Raising a little human is a reasonably time-consuming affair. Yep, you heard it here first. With an extra person on board – one that is entirely dependent on you – it is fairly easy to neglect the one that isn’t. Occasionally this is fine, maybe even necessary, but the problem is if you play the same song long enough eventually it’s going to get stuck in your head.
That’s where my and I husband found ourselves a little while back, in our early baby-wrangling days. While we didn’t let the issue get to a concerning level we were both painfully aware that if we ignored the habits and attitudes that were slowly forming that in a year or two it would be concerning. So instead of ignoring it we decided to commit ourselves to a tune-up, a service, realignment and any other car-related pun you can think of.
Whether you have children or not though, most relationships need a tune-up occasionally and sometimes realising it is the hardest part. Here are the 3 things I have done which have helped my husband and I reconnect and realign since that crazy, wonderful, little creature entered our world.
The Imaginary Pen Pal
If your relationship is stuck in a rut then it is bloody easy to forget all the brilliant things about it. It can sometimes feel like you can’t resolve anything before another irritation/snipe/issue rears its ugly head. You either snap or resign yourself to it and walk off muttering like a madman. You need to refocus on all the good stuff, quick smart. A great solution is the imaginary pen pal. Don’t roll your eyes, it works!

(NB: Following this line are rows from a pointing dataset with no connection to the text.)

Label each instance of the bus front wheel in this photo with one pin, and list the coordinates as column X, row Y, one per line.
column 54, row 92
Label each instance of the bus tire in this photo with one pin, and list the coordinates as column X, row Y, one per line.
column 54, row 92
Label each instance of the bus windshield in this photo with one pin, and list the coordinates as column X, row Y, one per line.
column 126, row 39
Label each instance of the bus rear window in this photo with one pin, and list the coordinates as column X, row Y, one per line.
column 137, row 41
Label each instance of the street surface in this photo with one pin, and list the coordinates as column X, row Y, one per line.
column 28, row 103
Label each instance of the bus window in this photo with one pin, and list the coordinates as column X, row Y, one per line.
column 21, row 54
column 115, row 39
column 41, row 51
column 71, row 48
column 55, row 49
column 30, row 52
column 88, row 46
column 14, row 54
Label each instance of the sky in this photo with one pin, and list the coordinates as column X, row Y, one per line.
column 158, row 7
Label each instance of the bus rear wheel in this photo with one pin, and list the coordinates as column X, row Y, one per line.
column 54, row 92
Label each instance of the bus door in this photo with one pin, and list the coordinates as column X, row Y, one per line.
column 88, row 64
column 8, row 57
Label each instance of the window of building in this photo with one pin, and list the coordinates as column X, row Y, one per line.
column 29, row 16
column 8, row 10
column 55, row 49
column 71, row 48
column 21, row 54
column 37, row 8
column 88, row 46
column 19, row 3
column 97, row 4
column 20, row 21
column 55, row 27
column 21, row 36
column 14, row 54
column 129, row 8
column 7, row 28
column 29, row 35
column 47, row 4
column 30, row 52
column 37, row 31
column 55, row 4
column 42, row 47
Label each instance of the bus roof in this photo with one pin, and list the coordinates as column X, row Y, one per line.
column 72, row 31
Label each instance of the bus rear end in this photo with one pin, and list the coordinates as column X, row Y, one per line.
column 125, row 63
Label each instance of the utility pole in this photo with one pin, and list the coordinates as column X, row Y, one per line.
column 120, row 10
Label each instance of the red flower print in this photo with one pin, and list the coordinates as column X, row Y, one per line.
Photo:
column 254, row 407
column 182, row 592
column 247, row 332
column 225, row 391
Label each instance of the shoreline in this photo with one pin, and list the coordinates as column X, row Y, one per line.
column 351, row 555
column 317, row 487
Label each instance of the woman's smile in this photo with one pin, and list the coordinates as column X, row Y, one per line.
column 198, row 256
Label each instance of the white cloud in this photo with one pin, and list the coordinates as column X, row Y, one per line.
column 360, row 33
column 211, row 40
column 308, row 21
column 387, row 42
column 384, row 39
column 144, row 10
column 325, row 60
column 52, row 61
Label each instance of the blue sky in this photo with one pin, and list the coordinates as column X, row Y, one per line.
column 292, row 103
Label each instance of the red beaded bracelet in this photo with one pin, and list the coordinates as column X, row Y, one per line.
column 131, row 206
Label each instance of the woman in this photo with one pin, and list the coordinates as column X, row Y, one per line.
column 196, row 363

Sit yourself down with a pen and paper and write a letter to your imaginary long-lost pen pal. Pretend you haven’t written to them since meeting your partner. You can’t wait to tell them the whole story. Write about how you met, describe them (all your favourite bits), talk about the highlights, and laugh about the bad bits. Brag about all that is good – their positive attributes, what you love most about them, what your plans are for the future. Basically this is just a giant, person-specific gratitude List!
By the end of my letter not only had I been reminded about how flippin’ amazing my husband is but I also had a bit of clarity on my own actions. Things that ‘were totally his fault’ all of a sudden made a bit more sense. I realised I wasn’t being his cheerleader: I was struggling against him. As far as light-bulb moments go this was pretty blinding.
The Myers-Briggs Test
This is not your average personality test. It only has four questions however it is basically a crystal ball. Since discovering the test I have forced everyone in my life to take it as well and have had so many moments rolling around in hysterics at the perceptiveness of it. For example it picked up that for my personality type (ENFP – The Inspirer) I find cleaning particularly hard-work and “find life very unpleasant when forced to partake in such mundane activities”. My parents found that particularly amusing. It also noticed that I harbor an “extreme dislike for criticism” – hang on, that’s ringing some bells?
Besides being a novelty this test DOES have its purpose. For us it sort of “reworded” a lot of opinions and thoughts that we had each been having and explained certain behaviours. It also spoke to the absolute strengths of the other person and (similar to the Pen-Pal solution) made us realise how lucky we were to have each other.
Basically I can’t recommend it enough in developing communication and understanding between new or established relationships. Warning though – it can be a little confronting. But I highly recommend it.
- Take the test here
- Then Google your “your 4 letter code + personality page”.
Interesting fact: Out of the 15 tests I have now forced upon friends and family not once has the ‘career choice’ section been wrong. It has picked all of my loved ones as the doctors, accountants, artists and wanderers that they are.
Listen – properly. With nothing else on your mind. Put down what you are doing or put aside the list that is coursing through your mind. Be 100% fully present, as if it was your first date. Ask questions. Turn off the TV. Stop playing with your phone. No more half communication.